Looking at Parler specs and their architecture
I run into the following twitter, which list some of Parler’s requirements (using the upper limits specified):
- Scylla cluster – 40 nodes with 64 cores, 512GB RAM, 14TB NVME drives for each node. For a total of 2,560 cores and 20TB RAM, 560 TB of disks.
- PostgreSQL cluster – 100 nodes with 96 cores, 768 GB RAM and 4 TB NVME. For a total of 9,600 cores, 75 TB RAM and 400 TB of disks.
- 400 application instances – 16 cores & 64 GB RAM.
Their internal traffic is about 6.6 GB / sec and their external traffic is about 2 GB / sec. There is a lot of interesting discussion on the twitter feed on these numbers, but I thought that it would be interesting to see how much it would cost to build that.
The 64 Cores & 512 GB RAM can be handled via Gigabyte R282-Z90, the given specs says that a single one would cost 27,000 USD. That means that the Scylla cluster alone would be about a million dollar, but I haven’t even touched on the drives. I couldn’t find a 14 TB NVMe drive in a cursory search, but a 15.36TB drive (Micron 9300 Pro 15.36TB NVMe) costs 2,500 USD per unit. That makes the cost of the hardware alone for the Scylla cluster at 1.15 million USD.
I would expect about twice that much for the PostgreSQL cluster, for what it’s worth. For the application servers, that is a lot less, with about a 4,000 USD cost per instance. That comes to another 1.6 million USD.
Total cost is roughly 5 million USD, and we aren’t talking about the other stuff (power, network, racks, etc). I’m not a hardware guy, mind! I’m probably missing a lot of stuff. At that size, you can likely get volume discounts, but I’m missing that the stuff that I’m missing would cost quite a lot as well. Call it a minimum of 7.5 million USD to setup a data center with those numbers. That does not include labor and licensing costs, I want to add.
Also, note that that kind of capacity is likely something that you can’t just get from anyone but the big cloud providers with a quick turnaround basis. I’ll estimate that this is a multiple months just to order the parts, to be honest.
In other words, they are going to be looking at a major financial commitment and some significant lead time.
Then again… Given their location in Henderson, Nevada, the average developer salary is 77,000 USD per year. That means that the personal cost, which is typically significantly higher than any other expense, is actually not that big. As of Non 2020, they had about 30 people working for Parler, assuming all of them are developers paid 100,000 USD a year (significantly higher than the average salary in their location), the employment costs of the entire company would likely be under half of the cost of the hardware required.

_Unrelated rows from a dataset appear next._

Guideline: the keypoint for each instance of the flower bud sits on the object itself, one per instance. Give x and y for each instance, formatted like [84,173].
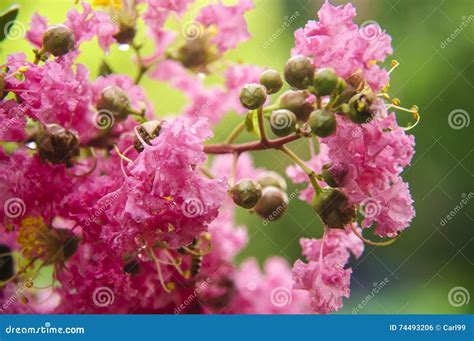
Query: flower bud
[115,100]
[297,102]
[58,40]
[322,123]
[69,243]
[332,206]
[196,53]
[273,204]
[299,72]
[253,96]
[274,179]
[283,122]
[148,131]
[57,144]
[131,266]
[246,193]
[272,81]
[325,81]
[360,110]
[7,268]
[126,33]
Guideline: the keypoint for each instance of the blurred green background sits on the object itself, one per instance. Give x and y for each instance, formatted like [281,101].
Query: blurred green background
[430,260]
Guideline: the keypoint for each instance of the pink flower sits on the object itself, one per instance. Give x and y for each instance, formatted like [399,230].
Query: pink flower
[372,156]
[343,242]
[327,282]
[229,21]
[12,121]
[335,41]
[269,292]
[165,197]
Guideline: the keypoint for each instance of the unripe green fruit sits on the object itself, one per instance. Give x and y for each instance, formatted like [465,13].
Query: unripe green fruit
[273,204]
[299,72]
[322,122]
[272,81]
[58,40]
[296,102]
[274,179]
[246,193]
[360,110]
[325,81]
[253,96]
[332,206]
[115,100]
[283,122]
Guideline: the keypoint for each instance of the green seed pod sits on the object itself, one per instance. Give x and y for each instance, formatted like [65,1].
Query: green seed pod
[246,193]
[272,81]
[58,40]
[297,103]
[299,72]
[148,131]
[322,123]
[360,110]
[273,204]
[332,206]
[57,144]
[253,96]
[274,179]
[7,267]
[115,100]
[283,122]
[325,81]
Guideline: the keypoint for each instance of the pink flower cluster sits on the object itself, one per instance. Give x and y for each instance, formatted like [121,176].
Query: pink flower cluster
[129,211]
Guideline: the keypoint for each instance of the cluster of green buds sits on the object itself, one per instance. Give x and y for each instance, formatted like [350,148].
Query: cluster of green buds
[266,196]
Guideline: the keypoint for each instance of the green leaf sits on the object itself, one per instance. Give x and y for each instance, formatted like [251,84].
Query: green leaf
[7,21]
[105,69]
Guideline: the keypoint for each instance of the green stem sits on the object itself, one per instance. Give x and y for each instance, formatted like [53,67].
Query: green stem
[311,173]
[261,126]
[235,133]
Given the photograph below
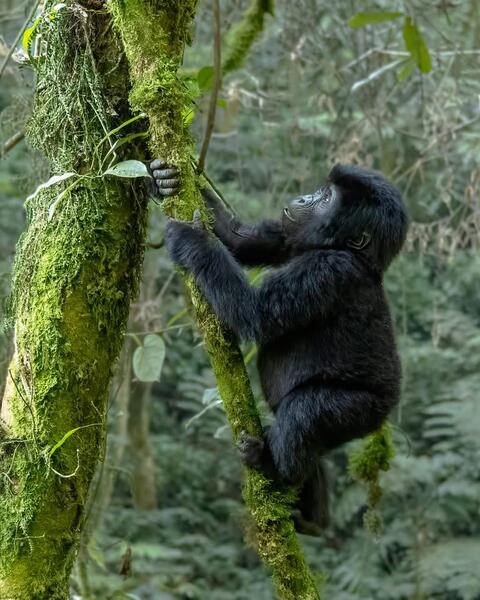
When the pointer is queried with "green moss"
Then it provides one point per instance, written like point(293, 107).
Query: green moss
point(242, 36)
point(365, 465)
point(154, 34)
point(74, 276)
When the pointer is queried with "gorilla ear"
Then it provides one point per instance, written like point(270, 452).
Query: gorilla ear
point(361, 242)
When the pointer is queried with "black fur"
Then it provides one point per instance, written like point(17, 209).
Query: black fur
point(327, 357)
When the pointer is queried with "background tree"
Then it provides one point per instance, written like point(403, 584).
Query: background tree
point(314, 90)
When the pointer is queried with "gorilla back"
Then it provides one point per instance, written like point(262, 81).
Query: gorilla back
point(327, 356)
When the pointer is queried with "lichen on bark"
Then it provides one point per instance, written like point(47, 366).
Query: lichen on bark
point(74, 276)
point(154, 34)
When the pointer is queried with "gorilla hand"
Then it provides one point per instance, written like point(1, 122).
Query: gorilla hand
point(166, 178)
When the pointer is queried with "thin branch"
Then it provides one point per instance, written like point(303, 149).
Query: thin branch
point(217, 82)
point(30, 16)
point(11, 143)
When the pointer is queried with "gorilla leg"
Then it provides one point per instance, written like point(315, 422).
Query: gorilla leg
point(312, 419)
point(309, 421)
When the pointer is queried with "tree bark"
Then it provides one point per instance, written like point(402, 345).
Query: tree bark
point(154, 33)
point(76, 270)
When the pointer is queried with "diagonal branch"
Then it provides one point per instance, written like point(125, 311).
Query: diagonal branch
point(154, 34)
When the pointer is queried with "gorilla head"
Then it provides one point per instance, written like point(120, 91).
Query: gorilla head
point(357, 209)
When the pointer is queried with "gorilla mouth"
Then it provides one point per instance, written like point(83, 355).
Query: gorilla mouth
point(288, 214)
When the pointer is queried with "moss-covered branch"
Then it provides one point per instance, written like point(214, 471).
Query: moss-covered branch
point(242, 35)
point(155, 34)
point(76, 271)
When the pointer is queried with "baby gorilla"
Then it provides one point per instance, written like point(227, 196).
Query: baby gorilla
point(327, 357)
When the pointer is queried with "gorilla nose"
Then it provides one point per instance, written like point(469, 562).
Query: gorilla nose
point(299, 201)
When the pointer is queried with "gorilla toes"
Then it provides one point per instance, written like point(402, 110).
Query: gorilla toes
point(166, 177)
point(251, 450)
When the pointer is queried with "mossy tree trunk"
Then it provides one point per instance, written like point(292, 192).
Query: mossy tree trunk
point(154, 34)
point(76, 270)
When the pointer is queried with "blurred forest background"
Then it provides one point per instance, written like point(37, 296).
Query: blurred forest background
point(166, 517)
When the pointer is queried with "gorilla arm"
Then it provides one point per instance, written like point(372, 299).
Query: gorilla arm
point(262, 243)
point(309, 286)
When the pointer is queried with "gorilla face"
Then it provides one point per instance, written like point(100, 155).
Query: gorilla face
point(319, 208)
point(358, 209)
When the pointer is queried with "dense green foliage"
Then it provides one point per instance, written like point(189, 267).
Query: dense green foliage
point(314, 91)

All of that said…. what we can really see here is a display of incompetency. At the time it was closed, Parler has roughly 15 – 20 million users. A lot of them were recently registrations, of course, but Parler already experience several cases of high number of user registrations in the past. In June of 2020 it saw 500,000 users registering to its services within 3 days, for example.
Let’s take the 20 million users as the number of users, and assume that all of them are in the states and have the same hours of activity. We’ll further assume that we have high participation numbers and all of those users are actively viewing. Remember the 1% rule, only a small minority of users are actually generating content on most platforms. The vast majority are silent observers. That would give us roughly 200,000 users that generate content, but even then, not all content is made equal. We have posts and comments, basically, and treating them differently is a basic part of building efficient system.
On Twitter, Katy Perry has just under 110 million followers. Let’s assume that the Parler ecosystem was highly interconnected and most of the high profile accounts would be followed by the majority of the users. That means that the top 20,000 users will be followed by all the other 20 millions. The rest of the 180,000 users that active post will likely do so in reaction, not independently, and have comparatively smaller audiences.
Now, we need to estimate how much these people will post. I looked at Dave Weigel’s account (591.7K followers), covering politics for Washington Post. I’m writing this on Jan 20, so the Biden inauguration takes place. I’m assuming that this is a busy time for political correspondents. Looking at his twitter feed, he posted 3,220 tweets this month and Jan 6, which had a lot to report on, had 377 total tweets. Let’s take 500 as the reasonable upper bound for the number of interactions of most of the top users in the system, shall we?
That means that we have:
- 20,000 high profiler users.
- Each posting to a max of 500 a day.
- Let’s assume that this all happens in 8 hours, instead of over the entire day.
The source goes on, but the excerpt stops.